3. When they are older speak ALOT about character and how that reflects who you are.”
“Demonstrate and mirror kindness. When my kids did something that was unkind I would point it out and talk about why that was not ok. Hope this helps :)”
“Role model. And emphasize the importance of individual power and impact in a positive manner.”
“They will learn it from you. Expressing care for one another, showing love for your neighbors, checking in on your elderly friends and family, making empathetic remarks about those that are less fortunate…choosing social work as part of the framework for solving problems..”
“Teach, preach, and exemplify gratitude.”
“I teach definitions of words like love, justice, compassion, and kindness so that when I correct them they understand what I mean.”
“Everything everyone else said and my only addition is that children are taught to look to adults and other children as examples. I think the responsibility of good parents is to aid them in being wise in knowing that everyone’s friend is a model and not every adult is kind.”
“The key concept is empathy. Not just feeling, but seeing the reasons in someone’s actions. This leads to decision-making ability and a sense of intentional impact.” “You have power, how will you use it?” or, It’s your choice. How will you impact them?”

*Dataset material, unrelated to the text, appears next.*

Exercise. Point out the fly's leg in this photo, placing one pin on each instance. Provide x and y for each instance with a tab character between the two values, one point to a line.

“Instilling discipline and integrity are key. Because the value of these aren’t obvious. There is no instant reward so they are abstract other than the importance we place on them.”
“By empathy and example.”
“By being kind; by treating them like whole people with feelings, opinions, and ideas; by asking their opinion; by being patient with them as they learn to do things; including when doing for them would be more efficient; by talking and not shouting when you are disappointed; by admitting when you are uncertain or afraid; by being affectionate with them and around them; by allowing them to make choices when those choices won’t have negative consequences, even if their choices aren’t the choices you would make; by teaching them that love is not a word, but rather a verb.”
“Be exhaustingly kind.”
“Always be kind to them first. No matter what its unconditional love. No matter what bad moment they are in, they have to know first and foremost that you love them. No matter how bad that tantrum is in the supermarket, you love them more.”
“What everyone said. The most important thing is teaching them that everyone makes mistakes and that apologizing for those mistakes does not make you weak. It actually makes you a better person.”
“Intentionality about kindness puts them on a good course and it makes us better people at the same time.”
“Model the behavior.”
“i think there are developmentally appropriate things to do around kindness as well. for sure, modeling it, but creating empathy, i have learned; is not about demanding it.”
“Talk all you want, but if you don’t show it they won’t know it!”
Are any themes emerging for you here?
If you raise or have raised kids, How do you raise kind people?